As Christmas revelers head out for last-minute shopping in the last surge of pre-holiday capitalism, they might catch over piped music the ouvre of one Mannheim Steamroller. For all the electronic artists we might imagine as representing the genre, this guy has sold one heck of a lot of Christmas records, in a strange brew of hyper-active electrified timbres and New Age. How many records? Well, enough that he is able to, from his Omaha home, raise wolves.
Not yet fully grown, they require a full-time trainer (they now respond to commands in German), walks up to three hours long, acres of space to roam and a professional meat grinder to create their diet of sushi-grade raw salmon and whole chickens ground up with their bones.

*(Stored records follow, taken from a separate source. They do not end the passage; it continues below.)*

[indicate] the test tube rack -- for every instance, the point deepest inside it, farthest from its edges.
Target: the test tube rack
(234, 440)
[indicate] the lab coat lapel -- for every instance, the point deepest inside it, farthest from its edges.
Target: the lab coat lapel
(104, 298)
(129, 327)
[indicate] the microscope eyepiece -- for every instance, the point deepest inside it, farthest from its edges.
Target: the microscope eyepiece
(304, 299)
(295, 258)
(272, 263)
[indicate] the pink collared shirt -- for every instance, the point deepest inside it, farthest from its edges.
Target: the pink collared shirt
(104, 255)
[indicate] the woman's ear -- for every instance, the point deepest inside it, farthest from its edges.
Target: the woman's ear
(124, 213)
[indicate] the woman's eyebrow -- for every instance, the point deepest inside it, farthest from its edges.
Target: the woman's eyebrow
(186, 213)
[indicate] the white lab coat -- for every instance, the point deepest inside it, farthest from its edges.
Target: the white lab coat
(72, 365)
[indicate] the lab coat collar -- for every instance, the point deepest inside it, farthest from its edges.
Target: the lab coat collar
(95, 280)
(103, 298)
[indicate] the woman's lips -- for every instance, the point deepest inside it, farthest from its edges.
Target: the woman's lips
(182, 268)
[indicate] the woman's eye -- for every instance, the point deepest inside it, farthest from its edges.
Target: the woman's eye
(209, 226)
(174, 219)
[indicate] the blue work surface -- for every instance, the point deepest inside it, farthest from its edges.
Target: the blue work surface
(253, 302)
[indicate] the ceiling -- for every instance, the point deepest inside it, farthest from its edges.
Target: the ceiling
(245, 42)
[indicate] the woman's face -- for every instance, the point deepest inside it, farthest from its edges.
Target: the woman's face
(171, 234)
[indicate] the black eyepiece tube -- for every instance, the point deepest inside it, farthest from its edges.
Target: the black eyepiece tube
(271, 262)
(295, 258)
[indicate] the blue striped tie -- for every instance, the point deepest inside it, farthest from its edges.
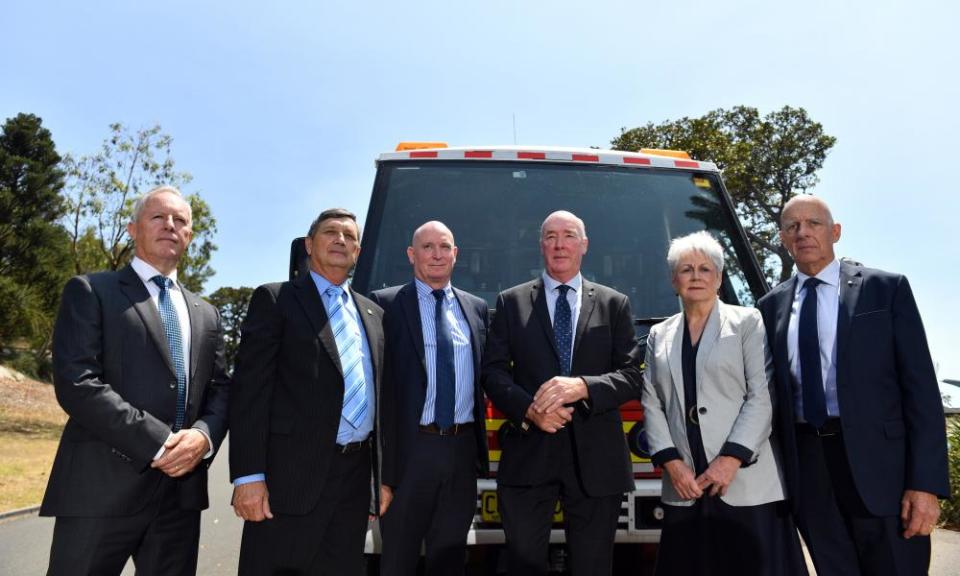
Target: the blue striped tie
(171, 327)
(347, 336)
(443, 410)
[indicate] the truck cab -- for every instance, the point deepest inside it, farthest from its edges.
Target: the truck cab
(494, 199)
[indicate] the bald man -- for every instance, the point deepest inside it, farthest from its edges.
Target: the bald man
(434, 438)
(560, 360)
(859, 416)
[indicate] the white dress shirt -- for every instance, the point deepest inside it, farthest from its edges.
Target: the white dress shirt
(828, 309)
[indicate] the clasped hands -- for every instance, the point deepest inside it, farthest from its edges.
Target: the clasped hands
(549, 410)
(182, 451)
(717, 477)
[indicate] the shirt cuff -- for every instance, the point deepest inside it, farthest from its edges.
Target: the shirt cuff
(738, 451)
(209, 442)
(664, 456)
(163, 448)
(248, 479)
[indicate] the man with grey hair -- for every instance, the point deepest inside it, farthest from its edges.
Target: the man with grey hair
(435, 441)
(139, 368)
(859, 416)
(561, 358)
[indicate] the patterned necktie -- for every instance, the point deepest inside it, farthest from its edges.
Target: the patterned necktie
(808, 342)
(446, 375)
(563, 329)
(346, 333)
(171, 327)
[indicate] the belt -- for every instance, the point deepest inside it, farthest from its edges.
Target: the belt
(451, 431)
(830, 428)
(352, 446)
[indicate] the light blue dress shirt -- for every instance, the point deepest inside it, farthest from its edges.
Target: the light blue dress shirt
(462, 353)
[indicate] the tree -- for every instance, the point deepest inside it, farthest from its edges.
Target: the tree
(33, 260)
(102, 188)
(765, 161)
(232, 304)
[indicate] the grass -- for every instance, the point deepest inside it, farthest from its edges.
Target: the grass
(30, 426)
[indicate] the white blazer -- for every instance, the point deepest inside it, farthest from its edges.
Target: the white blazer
(734, 371)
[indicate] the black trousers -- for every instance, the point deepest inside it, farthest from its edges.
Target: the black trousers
(327, 541)
(162, 539)
(433, 505)
(841, 534)
(590, 522)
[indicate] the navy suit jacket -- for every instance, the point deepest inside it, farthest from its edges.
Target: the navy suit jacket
(405, 374)
(890, 406)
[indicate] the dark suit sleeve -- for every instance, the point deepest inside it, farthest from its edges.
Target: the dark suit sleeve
(608, 391)
(213, 414)
(78, 379)
(926, 468)
(498, 381)
(253, 382)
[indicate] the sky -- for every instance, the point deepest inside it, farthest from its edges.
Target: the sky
(279, 110)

And thus begins the tale of how Mr. Steamroller – erm, Mr. Chip Davis, in fact – lives on the fortune of his musical output, one that might be described, fairly, as a bit eccentric. Hence, the Egyptian artefacts and replica sarcophagus, and crystal balls and cape (yes, he’s worn it while producing, at least on occasion), and apparently flown-in female companionship. Even the wolves get their own iPod speaker and framed pork chop artwork. (Come to think of it, actually, I could go for a picture of some pork in my living space, so maybe I’m not so unlike the wolves. I’m, meanwhile, learning to respond to words in German.)
A must-read article in The Wall Street Journal Real Estate section. (This will be the first and last time you ever hear me say that.)
A Wild Holiday Home: The eclectic Omaha property created by the founder of Christmas-music group Mannheim Steamroller
Eat your heart out, Skrillex. Here’s what a real crossover electronic artist looks like.
Now, if you’ll excuse me, I’m suddenly craving salmon.